Französische Revolution als Vorbild

Den letzten Anstoß gab die französische Revolution im Februar 1848. Bürgerkönig Louis Philippe muss Abdanken und Frankreich wird zur Republik erklärt. In Baden wollten sich radikale Demokraten mit der allmählichen Liberalisierung nicht zufrieden geben. Als ihre Forderungen kein Gehör fanden, zogen am 13. April 1848 der Heckerzug und Struve-Truppen von Konstanz aus in Richtung Karlsruhe – sie wollten eine zentrale Revolution anzustoßen. Am 20. April werden der Heckerzug und die Struve-Freischaren von hessischen und badische Truppen beim Gefecht bei Kandern zerschlagen.

Das meistgesuchte Paar Deutschlands auf der Flucht

Viele Revolutionäre fallen – die meisten konnten fliehen. Struve und Hecker entkamen in die Schweiz. Am 24. April 1848 setzt Georg Herwegh aus Paris kommend mit seiner etwa 700 Mann starken „Deutschen Demokratischen Legion“ bei Kleinkems mit Schiffen über den Rhein.
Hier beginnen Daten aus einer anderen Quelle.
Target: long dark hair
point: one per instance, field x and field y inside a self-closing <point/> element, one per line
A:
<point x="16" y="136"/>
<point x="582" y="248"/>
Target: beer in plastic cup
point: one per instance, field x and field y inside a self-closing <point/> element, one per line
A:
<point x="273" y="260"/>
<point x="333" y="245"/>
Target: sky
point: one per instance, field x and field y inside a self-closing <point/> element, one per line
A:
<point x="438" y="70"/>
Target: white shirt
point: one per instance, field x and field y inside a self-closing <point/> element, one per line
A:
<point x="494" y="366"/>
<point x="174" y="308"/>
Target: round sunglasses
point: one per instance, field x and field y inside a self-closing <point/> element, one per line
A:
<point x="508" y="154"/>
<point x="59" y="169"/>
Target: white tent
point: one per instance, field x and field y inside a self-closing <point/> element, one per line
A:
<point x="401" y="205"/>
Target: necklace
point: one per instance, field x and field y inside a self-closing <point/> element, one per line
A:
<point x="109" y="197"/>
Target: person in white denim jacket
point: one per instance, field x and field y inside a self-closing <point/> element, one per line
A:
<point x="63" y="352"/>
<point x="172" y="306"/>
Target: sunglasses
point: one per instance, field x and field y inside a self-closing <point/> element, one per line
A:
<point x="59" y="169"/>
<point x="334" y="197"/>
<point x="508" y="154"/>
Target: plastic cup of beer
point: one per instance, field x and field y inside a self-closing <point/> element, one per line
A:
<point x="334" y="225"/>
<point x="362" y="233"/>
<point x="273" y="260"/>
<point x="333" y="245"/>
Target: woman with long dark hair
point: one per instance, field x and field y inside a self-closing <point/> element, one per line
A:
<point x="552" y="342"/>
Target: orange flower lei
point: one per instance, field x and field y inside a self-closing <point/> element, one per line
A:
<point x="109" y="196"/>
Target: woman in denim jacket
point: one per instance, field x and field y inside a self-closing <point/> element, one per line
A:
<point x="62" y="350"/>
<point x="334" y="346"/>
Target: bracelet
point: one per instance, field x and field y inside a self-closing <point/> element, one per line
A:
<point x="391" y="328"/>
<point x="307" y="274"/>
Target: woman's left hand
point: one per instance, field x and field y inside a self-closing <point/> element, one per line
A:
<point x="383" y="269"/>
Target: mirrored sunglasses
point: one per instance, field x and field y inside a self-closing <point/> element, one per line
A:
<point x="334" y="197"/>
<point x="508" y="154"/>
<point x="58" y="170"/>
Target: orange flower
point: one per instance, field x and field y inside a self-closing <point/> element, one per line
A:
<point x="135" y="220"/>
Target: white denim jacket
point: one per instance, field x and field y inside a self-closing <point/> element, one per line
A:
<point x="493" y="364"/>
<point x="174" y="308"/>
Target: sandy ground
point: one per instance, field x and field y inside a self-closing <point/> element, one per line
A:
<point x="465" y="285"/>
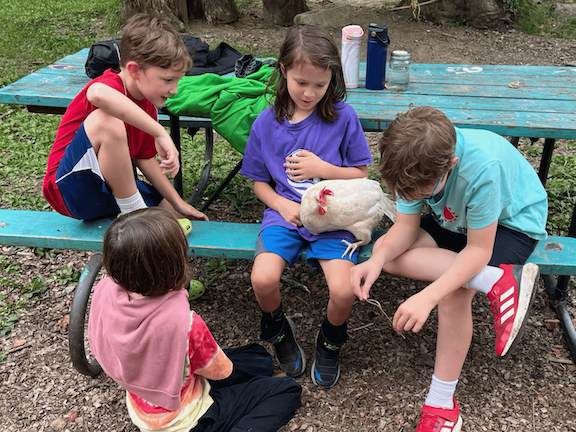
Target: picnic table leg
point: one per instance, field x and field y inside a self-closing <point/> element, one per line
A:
<point x="175" y="134"/>
<point x="222" y="186"/>
<point x="558" y="293"/>
<point x="78" y="318"/>
<point x="557" y="287"/>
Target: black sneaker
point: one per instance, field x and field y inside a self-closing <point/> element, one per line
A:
<point x="326" y="368"/>
<point x="290" y="355"/>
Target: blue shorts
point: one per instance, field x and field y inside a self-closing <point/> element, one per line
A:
<point x="288" y="244"/>
<point x="83" y="187"/>
<point x="510" y="247"/>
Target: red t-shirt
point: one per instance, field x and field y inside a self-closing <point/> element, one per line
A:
<point x="140" y="143"/>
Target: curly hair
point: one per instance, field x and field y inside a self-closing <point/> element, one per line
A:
<point x="151" y="41"/>
<point x="416" y="150"/>
<point x="308" y="44"/>
<point x="145" y="252"/>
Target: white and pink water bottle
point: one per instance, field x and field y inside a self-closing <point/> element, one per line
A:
<point x="351" y="36"/>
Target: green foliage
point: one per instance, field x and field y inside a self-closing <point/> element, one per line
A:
<point x="537" y="18"/>
<point x="35" y="33"/>
<point x="68" y="276"/>
<point x="9" y="314"/>
<point x="36" y="286"/>
<point x="8" y="266"/>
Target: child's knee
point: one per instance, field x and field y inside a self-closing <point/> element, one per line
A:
<point x="456" y="302"/>
<point x="103" y="128"/>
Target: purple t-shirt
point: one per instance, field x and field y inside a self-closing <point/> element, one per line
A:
<point x="341" y="143"/>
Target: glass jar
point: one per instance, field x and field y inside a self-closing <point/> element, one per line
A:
<point x="399" y="70"/>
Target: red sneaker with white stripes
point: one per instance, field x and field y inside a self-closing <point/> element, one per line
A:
<point x="433" y="419"/>
<point x="511" y="299"/>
Emma, die Frau von Herwegh, ist in Männerkleidern mit dabei. Die Herweghs werden später zum meistgesuchten Paar in Deutschland.

Vom Gastwirtssohn zum Freiheitskämpfer

Georg Herwegh wurde am 31. Mai 1817 als Gastwirtsohn in Stuttgart geboren. Nach dem Gymnasium besuchte er die Lateinschule in Balingen. Ab 1835 gehörte er der württembergischen Theologenschmiede, dem Tübinger Stift an. Wegen ungebührlichen Verhaltens musste er dieses bald verlassen. Seine Befreiung vom Militärdienst wurde dadurch hinfällig. Diesem entzog er sich 1838 durch Flucht in die Schweiz. Vom württembergischen König begnadigt, lebte er ab 1841 als Schriftsteller in Paris. 1843 heiratete Herwegh die hochgebildete, reiche Berliner Kaufmannstochter Emma Siegmund.

Als deutscher Dichter war Georg Herwegh auch ein demokratisch-revolutionärer Freiheitskämpfer.
Als deutscher Dichter war Georg Herwegh auch ein demokratisch-revolutionärer Freiheitskämpfer. | Bild: Archiv: Ernst Brugger

Die Schlacht bei Dossenbach

Als Herwegh in Kandern vom verlorenen Gefecht Heckers erfährt, wollte er sich in Todtnau mit einer anderen Freischar zusammentun, die jedoch ebenfalls schon zerschlagen war. Herwegh wurde jetzt klar, dass auch er gegen die besser ausgerüsteten Bundestruppen auf verlorenem Posten stand. Von Todtnau aus versuchte er sich mit Frau und Legion über Schopfheim und den Dinkelberg in die Schweiz abzusetzen.

Nachdem die auf 650 Mann geschrumpfte Formation tagsüber und eine ganze Nacht durchmarschiert war, erreichte sie gegen neun Uhr am Morgen des 27. April 1848 Dossenbach. Die übermüdeten Bataillone hatten sich aber zwischenzeitlich zerstreut. Während die ersten Legionäre am südwestlichen Dorfrand lagerten, hatten nachkommende von einer von Niederdossenbach heranrückenden Infanteriekompanie vernommen, die auf dem Rückmarsch nach Schopfheim war.

Von der Anwesenheit der Herwegh-Legion hatte der Hauptmann dieser württembergischen Kompanie, Friedrich Lipp, keine Kenntnis. Nachdem Georg Herwegh vom Anmarsch der Kompanie erfuhr, drängte er rastlos auf Weitermarsch. Während die Spitze mit den Herweghs den Hollwanger Wald erreicht, begann am Dorfrand von Dossenbach das Gefecht, als die Württemberger Soldaten eintrafen und die erschöpften und geschwächten Legionäre überraschten. Am 27. April spielte Dossenbach so als Ort eine entscheidende Rolle in der Badischen Revolution.